In further embodiments, the security strategy can also be used to indicate whether the internet-of-things terminal supports certification AES；Wherein, the authentication encryption algorithm be can and meanwhile be used for data encipherment protection and integrity protection it is described Security algorithm.So facilitate network side, simplicity determines whether internet-of-things terminal supports authentication encryption algorithm.
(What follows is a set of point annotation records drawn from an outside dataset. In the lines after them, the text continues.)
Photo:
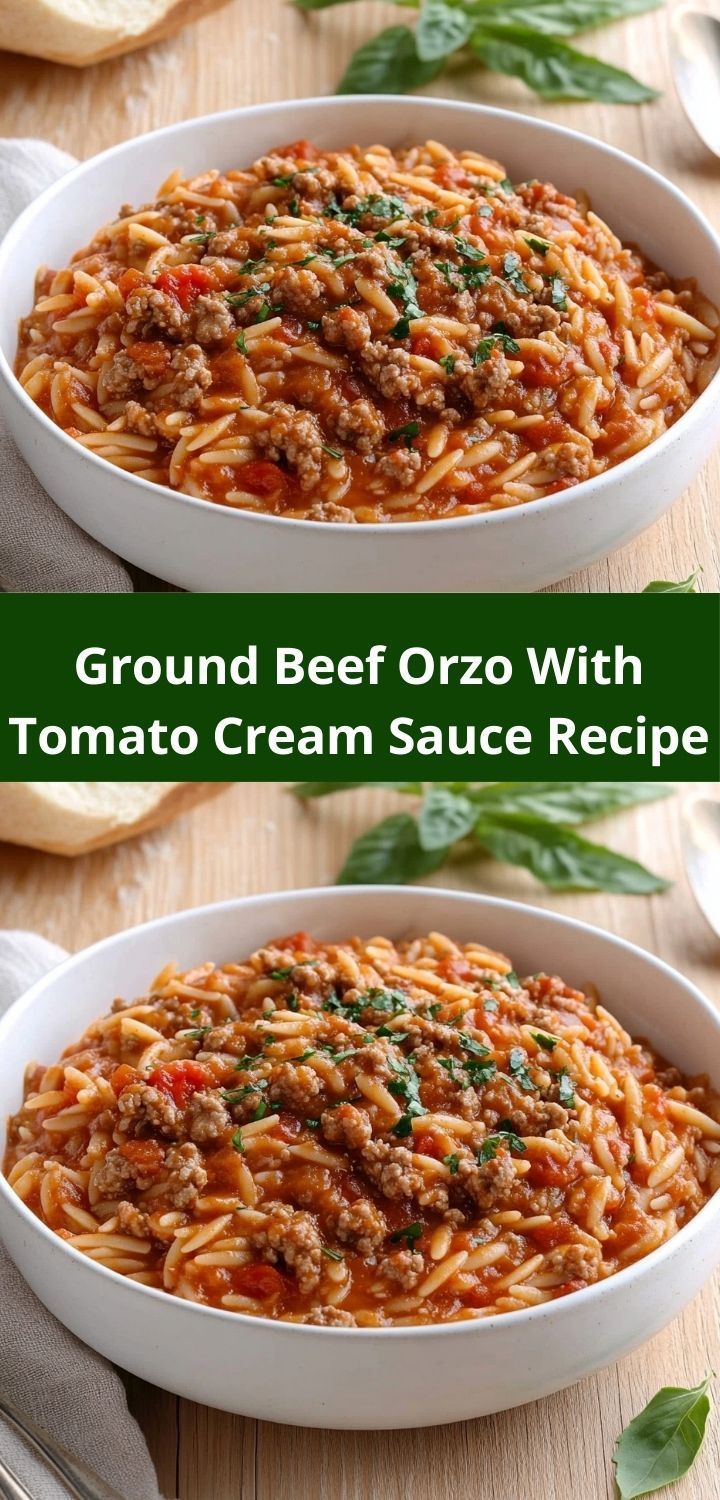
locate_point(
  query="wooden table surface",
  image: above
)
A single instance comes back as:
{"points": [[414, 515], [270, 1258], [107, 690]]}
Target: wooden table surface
{"points": [[260, 50], [258, 839]]}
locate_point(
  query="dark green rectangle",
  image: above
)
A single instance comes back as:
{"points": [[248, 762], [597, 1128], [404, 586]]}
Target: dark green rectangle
{"points": [[677, 641]]}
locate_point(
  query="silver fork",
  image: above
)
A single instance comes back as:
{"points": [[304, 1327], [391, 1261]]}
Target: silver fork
{"points": [[78, 1481]]}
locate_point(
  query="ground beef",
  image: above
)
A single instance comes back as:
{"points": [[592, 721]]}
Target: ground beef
{"points": [[116, 1173], [486, 383], [296, 437], [132, 1221], [150, 312], [359, 423], [329, 510], [359, 1224], [347, 1127], [575, 1262], [149, 1110], [212, 320], [402, 1269], [390, 371], [299, 291], [206, 1116], [293, 1238], [392, 1170], [294, 1086], [401, 467], [347, 327], [488, 1184], [185, 1176], [330, 1317], [189, 377]]}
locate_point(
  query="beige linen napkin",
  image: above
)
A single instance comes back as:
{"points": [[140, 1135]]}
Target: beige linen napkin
{"points": [[45, 1373], [41, 548]]}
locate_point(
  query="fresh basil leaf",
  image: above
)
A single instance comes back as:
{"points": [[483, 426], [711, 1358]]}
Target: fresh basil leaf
{"points": [[309, 789], [663, 585], [441, 29], [552, 69], [444, 818], [560, 858], [662, 1443], [390, 852], [557, 17], [566, 801], [389, 63]]}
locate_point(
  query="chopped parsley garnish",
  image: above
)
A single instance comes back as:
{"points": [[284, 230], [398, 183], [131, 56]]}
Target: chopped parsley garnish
{"points": [[512, 270], [408, 432], [470, 1044], [284, 974], [516, 1067], [566, 1091], [234, 1095], [410, 1233], [545, 1041], [404, 288], [494, 1143], [480, 1073], [498, 339]]}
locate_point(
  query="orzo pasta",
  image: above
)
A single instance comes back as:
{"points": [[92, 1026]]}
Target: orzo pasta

Two specific examples are provided below in conjunction with above-mentioned any embodiment：

As shown in figure 5, this example provides a kind of secure algorithm negotiation method of Internet of Things, including：

Step 1：The transmission of connection request, specifically includes：Internet-of-things terminal sends connection request to SGSN/MME.The connection Request includes ID and capability information.The ID can uniquely indicate to send the thing of the connection request Networked terminals.The ID may include international mobile subscriber identity (International Mobile Subscriber Identity, abbreviation MSI) and/or temporary mobile subscriber identity (Temporary Mobile Subscriber Identity, abbreviation TMSI) capability information described in again include security capability information.The security capability information includes peace again Full algorithm list and security strategy.The network capabilities of the internet-of-things terminal that capability information is characterized, security capability information is characterized Internet-of-things terminal security capabilities.Security capabilities is a part for network capabilities.Security algorithm may include AES, completely Property algorithm and authentication encryption algorithm.Security strategy refers to whether internet-of-things terminal provides the integrity protection of user face data, and Whether internet-of-things terminal supports authentication encryption algorithm.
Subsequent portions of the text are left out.